Violations of Hong Kong's Autonomy
12:01 PM, Jun 28, 2013 • By ELLEN BORK
Obama administration officials may be upset that China intervened to help NSA leaker Edward Snowden leave Hong Kong but they shouldn't be surprised. Beijing has intervened before to get its way on matters that were meant to be the purview of Hong Kong's independent judicial system and to stymie the territory's democracy movement.
In 1999, Beijing engineered an override of a decision by Hong Kong's highest court in a case about who had the right to live in Hong Kong, a matter of great importance in the city, which abuts Mainland China and attracts foreign workers. More than the actual result, Beijing was keen to make clear that it, not Hong Kong's renowned judiciary, had the final word on interpreting the territory's Basic Law. Beijing has also interfered in the criminal justice system, prosecuting in its non-independent courts, crimes committed in Hong Kong.
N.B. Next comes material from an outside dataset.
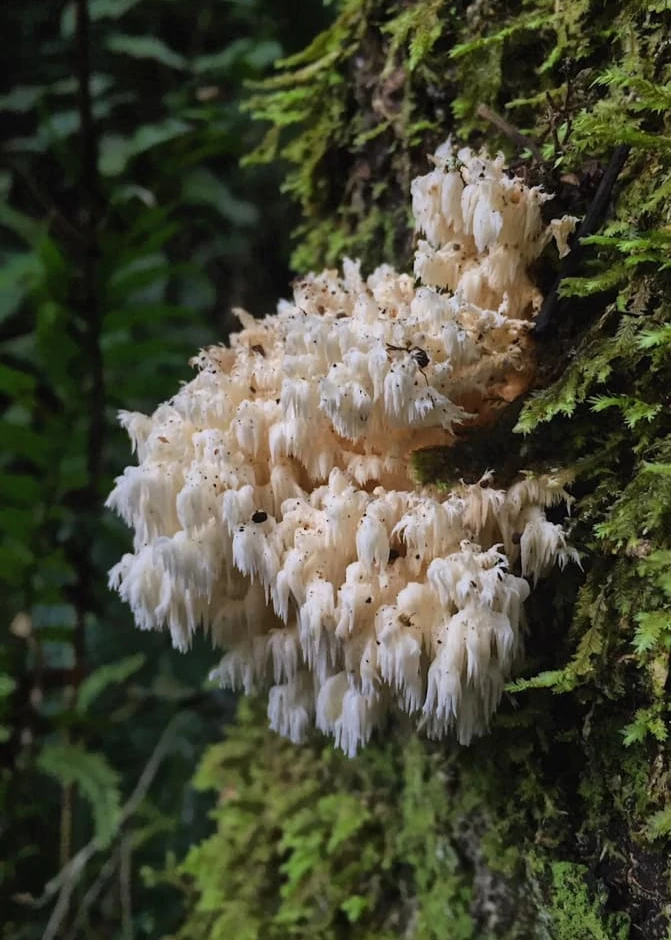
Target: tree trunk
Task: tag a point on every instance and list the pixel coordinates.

The rule of law ultimately depends on a democratic system. Under British colonial rule, Hong Kong's rule of law was linked through the governor to a democratically elected government in London. Now, Hong Kong courts are overseen from a communist leadership in Beijing. The prospects that the communist leaders there will allow Hong Kong to become fully democratic are approximately zero. Beijing is operating more and more openly in Hong Kong's political development, pushing back tentative dates for a electing the chief executive and a fully democratic legislature. Hong Kong's chief executive, chosen by Beijing, is increasingly irrelevant as the Snowden episode showed.
When Hong Kong reverted to mainland rule, the U.S. made autonomy the basis of U.S. policy and a matter of U.S. law. Administration officials serving at the time of the handover, like Secretary of State Madeleine Albright, pledged that the U.S. would stand up for Hong Kong's autonomy. But Hong Kong has never been a priority for administrations pursuing relations with Beijing and the State Department stopped filing congressionally mandated reports on Hong Kong's autonomy under Chinese rule in 2007.
Not until now, on a matter of direct importance to Washington, has an administration reacted so strongly to Beijing's meddling in Hong Kong. White House press spokesman Jay Carney spoke mainly of the "serious setback" in U.S. - China relations and the blow to "mutual trust." Absent from the administration's reaction was any mention of Hong Kong's autonomy, or the erosion of rule of law and effective law enforcement cooperation between the U.S. and Hong Kong. Perhaps if, starting in 1997, there had been consequences for violations of Hong Kong's autonomy, phalanxes of lawyers would be battling over Snowden's extradition in Hong Kong's courts.